Design, architect, and implement scalable, secure, and cost-efficient AWS infrastructure across multiple regions, aligned with the AWS Well-Architected Framework.
Build, maintain, and evolve all cloud infrastructure using Terraform, enforcing module reusability, remote state management, and IaC best practices across environments.
Own and optimize PostgreSQL database: including performance, scalability, and reliability.
Deploy, manage, and optimize workloads on Kubernetes clusters using Helm and Kustomize.
Design, implement, and maintain CI/CD pipelines using GitHub Actions.
Lead DR planning, runbook creation, and failure scenario modeling — including database backup and recovery strategies.
Support and unblock engineering teams on infrastructure and database needs.
Operate and improve monitoring, logging, and alerting systems — including database-specific monitoring (query performance, replication health, connection saturation) — to ensure high availability and fast incident response.
Participate in and help improve the weekly on-call rotation.
Requirements
6–8+ years of professional experience in Cloud Engineering, DevOps, or SRE roles, with a proven track record operating highly scalable, high-availability systems in production.

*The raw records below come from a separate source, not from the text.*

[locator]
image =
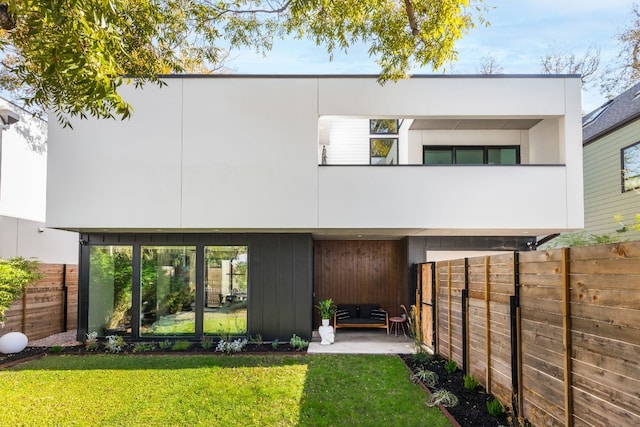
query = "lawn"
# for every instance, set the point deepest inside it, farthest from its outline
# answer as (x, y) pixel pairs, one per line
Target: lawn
(268, 390)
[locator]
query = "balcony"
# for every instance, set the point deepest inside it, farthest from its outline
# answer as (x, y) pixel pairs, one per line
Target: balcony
(436, 200)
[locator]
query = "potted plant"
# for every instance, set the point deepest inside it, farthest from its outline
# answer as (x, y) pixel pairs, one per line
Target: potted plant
(326, 308)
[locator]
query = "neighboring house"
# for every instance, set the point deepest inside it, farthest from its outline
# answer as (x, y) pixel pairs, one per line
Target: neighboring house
(229, 205)
(611, 146)
(23, 180)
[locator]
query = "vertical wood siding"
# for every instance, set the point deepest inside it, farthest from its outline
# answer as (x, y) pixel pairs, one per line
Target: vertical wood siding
(361, 272)
(41, 310)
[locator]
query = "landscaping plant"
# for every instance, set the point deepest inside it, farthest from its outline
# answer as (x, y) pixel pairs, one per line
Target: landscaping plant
(495, 408)
(206, 342)
(298, 343)
(470, 382)
(15, 274)
(144, 347)
(451, 366)
(115, 343)
(326, 307)
(444, 398)
(428, 378)
(231, 346)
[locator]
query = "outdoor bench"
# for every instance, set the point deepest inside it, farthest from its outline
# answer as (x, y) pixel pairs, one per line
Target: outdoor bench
(360, 316)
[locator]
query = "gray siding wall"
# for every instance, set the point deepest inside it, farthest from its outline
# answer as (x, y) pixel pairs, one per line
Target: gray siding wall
(602, 185)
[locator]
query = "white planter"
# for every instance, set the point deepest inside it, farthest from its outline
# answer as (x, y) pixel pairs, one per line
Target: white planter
(13, 342)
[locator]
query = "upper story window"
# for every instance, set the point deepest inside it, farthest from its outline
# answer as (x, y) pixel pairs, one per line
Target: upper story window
(383, 151)
(470, 155)
(630, 167)
(383, 126)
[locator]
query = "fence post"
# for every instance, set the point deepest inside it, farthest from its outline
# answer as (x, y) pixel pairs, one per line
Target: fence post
(24, 310)
(487, 322)
(449, 309)
(65, 296)
(516, 339)
(465, 319)
(436, 308)
(566, 339)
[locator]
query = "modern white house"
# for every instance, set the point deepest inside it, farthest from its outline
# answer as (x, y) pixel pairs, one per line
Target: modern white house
(231, 204)
(611, 139)
(23, 181)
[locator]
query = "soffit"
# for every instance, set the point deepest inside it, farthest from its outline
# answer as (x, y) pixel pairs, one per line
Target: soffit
(474, 124)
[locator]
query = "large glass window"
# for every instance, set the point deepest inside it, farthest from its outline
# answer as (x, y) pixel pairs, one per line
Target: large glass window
(110, 290)
(384, 151)
(383, 126)
(471, 155)
(631, 167)
(168, 290)
(225, 311)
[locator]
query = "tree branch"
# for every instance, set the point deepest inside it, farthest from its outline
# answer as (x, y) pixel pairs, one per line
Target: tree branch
(7, 19)
(412, 17)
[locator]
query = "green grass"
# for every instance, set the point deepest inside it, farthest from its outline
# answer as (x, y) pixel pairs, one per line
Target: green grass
(278, 390)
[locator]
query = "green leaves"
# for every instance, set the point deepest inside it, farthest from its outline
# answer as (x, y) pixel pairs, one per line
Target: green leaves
(69, 57)
(15, 274)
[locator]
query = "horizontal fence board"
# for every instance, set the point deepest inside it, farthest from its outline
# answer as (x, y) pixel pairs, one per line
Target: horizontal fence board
(606, 330)
(606, 385)
(610, 251)
(628, 282)
(600, 412)
(623, 317)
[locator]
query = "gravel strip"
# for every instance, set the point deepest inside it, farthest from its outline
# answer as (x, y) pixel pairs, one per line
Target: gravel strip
(65, 339)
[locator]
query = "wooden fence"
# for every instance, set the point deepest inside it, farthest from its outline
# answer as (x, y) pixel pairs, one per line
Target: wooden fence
(553, 334)
(47, 307)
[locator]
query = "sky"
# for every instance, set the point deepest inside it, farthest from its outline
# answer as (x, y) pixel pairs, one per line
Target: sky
(521, 32)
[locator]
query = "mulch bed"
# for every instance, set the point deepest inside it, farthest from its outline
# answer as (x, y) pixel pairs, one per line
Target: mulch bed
(471, 410)
(472, 407)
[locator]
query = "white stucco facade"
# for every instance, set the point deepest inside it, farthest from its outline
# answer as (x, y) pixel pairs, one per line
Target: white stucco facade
(243, 153)
(23, 184)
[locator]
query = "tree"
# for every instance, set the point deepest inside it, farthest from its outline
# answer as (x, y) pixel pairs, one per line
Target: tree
(489, 65)
(625, 71)
(15, 274)
(563, 62)
(71, 56)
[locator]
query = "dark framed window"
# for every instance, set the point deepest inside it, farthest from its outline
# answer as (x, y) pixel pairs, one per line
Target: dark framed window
(471, 155)
(383, 126)
(383, 151)
(630, 161)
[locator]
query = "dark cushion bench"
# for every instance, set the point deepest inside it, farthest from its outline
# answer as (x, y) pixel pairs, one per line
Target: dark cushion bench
(360, 316)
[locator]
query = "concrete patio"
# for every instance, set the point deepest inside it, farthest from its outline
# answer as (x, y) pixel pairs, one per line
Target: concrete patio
(351, 341)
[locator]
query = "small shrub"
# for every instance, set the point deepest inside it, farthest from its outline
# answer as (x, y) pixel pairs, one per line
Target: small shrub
(298, 343)
(444, 398)
(55, 349)
(470, 382)
(428, 378)
(91, 343)
(144, 347)
(206, 343)
(495, 407)
(421, 357)
(451, 366)
(231, 346)
(180, 345)
(256, 340)
(115, 343)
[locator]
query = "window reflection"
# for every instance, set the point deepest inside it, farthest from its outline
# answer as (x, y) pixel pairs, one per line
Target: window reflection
(168, 290)
(225, 311)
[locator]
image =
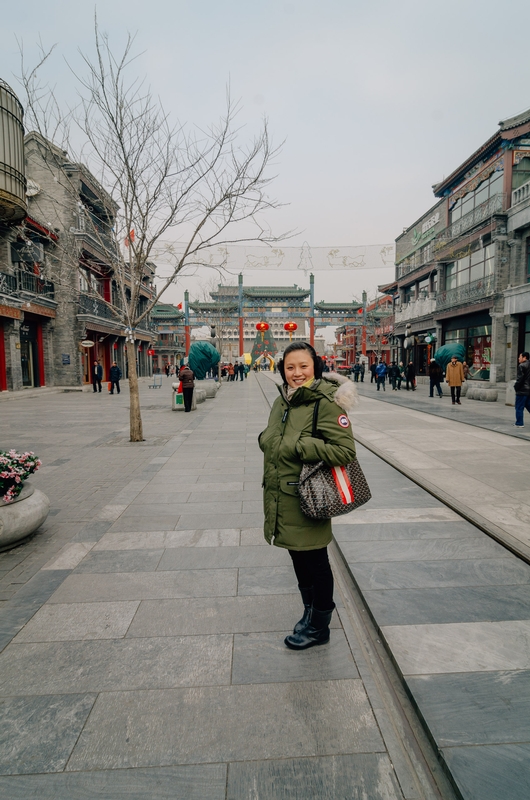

Deep, hands-on experience with AWS core services (EKS, ECS, EC2, VPC, IAM, RDS, Amazon Aurora, S3, Route 53, CloudFront, ALB/NLB, etc.) in real production workloads.
Expert-level proficiency with Terraform, including module design, remote state management, and multi-environment/multi-region setups.
Strong PostgreSQL expertise in production, including: query and index performance tuning, sharding strategies (e.g., application-level sharding, or partitioning), replication setup and management (streaming, logical), connection pooling (PgBouncer), vacuum tuning, and planning/executing major version upgrades with minimal downtime.
Experience managing large-scale PostgreSQL databases (hundreds of GBs to TBs) under high-traffic workloads, with a solid understanding of how schema design, indexing, and partitioning decisions affect performance at scale.
Strong production experience operating and optimizing Kubernetes clusters (deployments, scaling, RBAC, networking, security policies, cluster upgrades).
Proven experience designing and maintaining CI/CD pipelines using GitHub Actions.
Solid experience with GitOps principles and tools; hands-on experience with ArgoCD is strongly preferred.
Strong understanding of networking fundamentals (DNS, VPC peering, Transit Gateway, VPN, load balancing) and cloud security best practices.
Experience with logging, monitoring, and alerting stacks (e.g., ELK, EFK, LGTM, CloudWatch) across multiple environments, including database-specific monitoring.
Proficiency in Bash and Python for automation and tooling.
Strong Git workflow knowledge, including branching strategies and code review practices.
Experience designing and implementing multi-region architectures with failover and DR strategies.